For thousands of years, most of the world has lived under some form of military dictatorship. When Thomas Hobbes came along and told us why he thought that was a good idea, we bought it. And most still do to some degree. Sure, Locke and Montesquieu came along with their checks, balances, and natural rights, but that only replaced kingly caprice with special-interest capture. Throw in a couple of election spectacles, et voila, you’ve got a more tolerable form of serfdom.
Monstrous Moral Hybrids
In Systems of Survival, urbanist Jane Jacobs explores the compulsion and persuasion paradigms. Jacobs explains what she regards as two fundamental survival strategies, which she calls “Guardian Syndrome” and “Commercial Syndrome.” Either people can take what they need from other people through the threat of violence, or they can produce and exchange what they have to get what they need. Each approach comes along with a cluster of associated values.

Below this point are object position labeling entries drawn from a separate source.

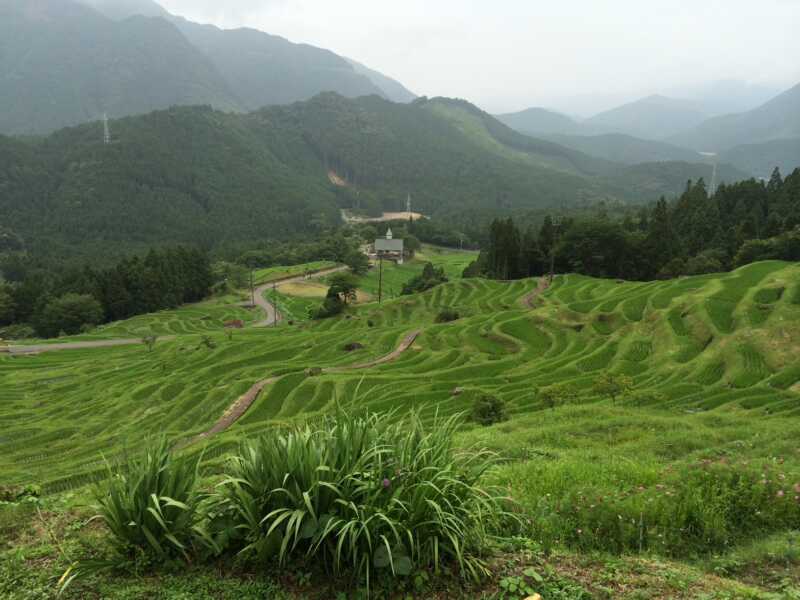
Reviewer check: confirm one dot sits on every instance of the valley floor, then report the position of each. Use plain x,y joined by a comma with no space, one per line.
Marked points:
684,485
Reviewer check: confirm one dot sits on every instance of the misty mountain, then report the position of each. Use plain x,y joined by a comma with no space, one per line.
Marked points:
193,174
726,96
761,159
65,62
264,69
62,63
775,120
655,117
122,9
615,147
390,89
626,149
540,121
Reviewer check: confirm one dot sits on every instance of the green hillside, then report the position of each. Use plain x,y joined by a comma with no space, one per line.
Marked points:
761,159
63,63
695,344
778,119
694,465
66,62
626,149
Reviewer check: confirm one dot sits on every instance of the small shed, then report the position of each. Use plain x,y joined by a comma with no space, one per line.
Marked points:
390,248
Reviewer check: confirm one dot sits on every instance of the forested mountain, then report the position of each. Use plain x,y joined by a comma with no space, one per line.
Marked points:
390,89
201,176
264,69
655,117
626,149
761,159
540,121
66,62
62,63
777,119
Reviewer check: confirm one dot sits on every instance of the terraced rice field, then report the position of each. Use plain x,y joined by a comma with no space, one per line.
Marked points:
689,345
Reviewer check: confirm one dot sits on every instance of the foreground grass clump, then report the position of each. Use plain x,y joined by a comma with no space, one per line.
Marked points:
151,506
361,494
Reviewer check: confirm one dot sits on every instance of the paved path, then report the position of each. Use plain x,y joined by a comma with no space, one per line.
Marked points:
245,401
267,306
261,302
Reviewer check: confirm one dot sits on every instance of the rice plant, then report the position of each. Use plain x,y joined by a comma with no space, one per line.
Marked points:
360,493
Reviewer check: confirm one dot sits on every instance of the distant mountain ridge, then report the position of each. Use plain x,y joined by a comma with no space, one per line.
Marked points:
775,120
192,174
655,117
541,121
65,62
62,63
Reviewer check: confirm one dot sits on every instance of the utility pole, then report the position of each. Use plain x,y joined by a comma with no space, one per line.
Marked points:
275,303
252,290
106,130
380,276
556,227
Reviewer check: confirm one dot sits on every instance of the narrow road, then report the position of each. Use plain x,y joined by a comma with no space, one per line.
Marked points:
261,302
245,401
38,348
267,306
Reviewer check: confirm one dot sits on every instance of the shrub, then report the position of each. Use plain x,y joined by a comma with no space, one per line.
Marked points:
489,410
17,332
557,394
429,278
447,315
330,307
68,314
359,494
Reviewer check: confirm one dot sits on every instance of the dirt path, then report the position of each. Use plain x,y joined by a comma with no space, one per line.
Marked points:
245,401
528,299
261,302
404,345
38,348
267,306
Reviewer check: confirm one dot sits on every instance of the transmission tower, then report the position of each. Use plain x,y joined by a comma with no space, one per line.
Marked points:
106,130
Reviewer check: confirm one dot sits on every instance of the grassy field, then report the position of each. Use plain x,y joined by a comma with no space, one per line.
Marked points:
395,276
694,472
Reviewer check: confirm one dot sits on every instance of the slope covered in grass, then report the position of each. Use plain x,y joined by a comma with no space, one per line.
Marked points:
698,462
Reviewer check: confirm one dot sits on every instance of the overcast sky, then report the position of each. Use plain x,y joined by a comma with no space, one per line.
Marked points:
506,55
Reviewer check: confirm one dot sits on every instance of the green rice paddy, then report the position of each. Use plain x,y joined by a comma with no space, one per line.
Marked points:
710,383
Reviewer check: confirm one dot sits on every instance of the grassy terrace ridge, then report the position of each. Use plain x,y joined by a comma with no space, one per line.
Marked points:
715,399
271,274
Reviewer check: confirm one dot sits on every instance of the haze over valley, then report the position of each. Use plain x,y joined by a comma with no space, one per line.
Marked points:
371,300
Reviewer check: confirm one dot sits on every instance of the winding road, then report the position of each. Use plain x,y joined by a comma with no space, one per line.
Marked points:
266,305
269,310
245,401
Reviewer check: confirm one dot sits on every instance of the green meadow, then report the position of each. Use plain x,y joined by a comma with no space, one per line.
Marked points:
693,470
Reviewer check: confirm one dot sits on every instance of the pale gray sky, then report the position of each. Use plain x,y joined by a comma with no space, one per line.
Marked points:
510,54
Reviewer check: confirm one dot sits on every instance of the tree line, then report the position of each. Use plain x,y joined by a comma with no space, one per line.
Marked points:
698,233
49,304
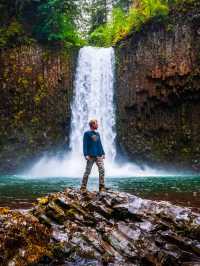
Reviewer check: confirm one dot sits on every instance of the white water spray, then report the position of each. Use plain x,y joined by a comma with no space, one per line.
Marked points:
93,98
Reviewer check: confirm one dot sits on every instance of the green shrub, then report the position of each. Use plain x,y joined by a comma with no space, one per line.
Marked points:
123,23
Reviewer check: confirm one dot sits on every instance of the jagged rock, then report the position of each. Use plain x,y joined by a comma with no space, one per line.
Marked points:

The raiders of Guardian Syndrome tend to express values, such as loyalty and pecking order, but shun persuasion’s sweet talk. The traders of Commercial Syndrome tend to value hard work and inventiveness but are hesitant to threaten violence.
A curious thing happens when the syndromes are combined. Jacobs calls these “monstrous moral hybrids.” What foul offspring slinks from the coital bed of business and government?
Pharmaceutical corporations and regulatory agencies collude to prevent data transparency and product liability while authorities mandate the company’s experimental products;
Military contractors whose revenues are made almost entirely of taxpayer largesse, giving rise to the military-industrial complex;
Financial institutions designated ‘too big to fail’ reap massive profits in good times but receive heavy subsidies in bad times and benefit first from the Federal Reserve’s quantitative easing.
Monstrous moral hybrids comprise a large portion of the world’s economy.
Despite such unholy alliances, humanity has slowly moved away from compulsion as a primary means of social organization and change. The glacial pace is partly due to the inertia of these hybrid legacy systems. Our quiet failures of imagination also bias us to the status quo. Here, though, I want to demonstrate another possibility, struggling to exist and exert itself: The way of consent is the way of liberation. The path of persuasion is the way to flourishing.
Can we accelerate our journey towards persuasion-based governance, fist in palm?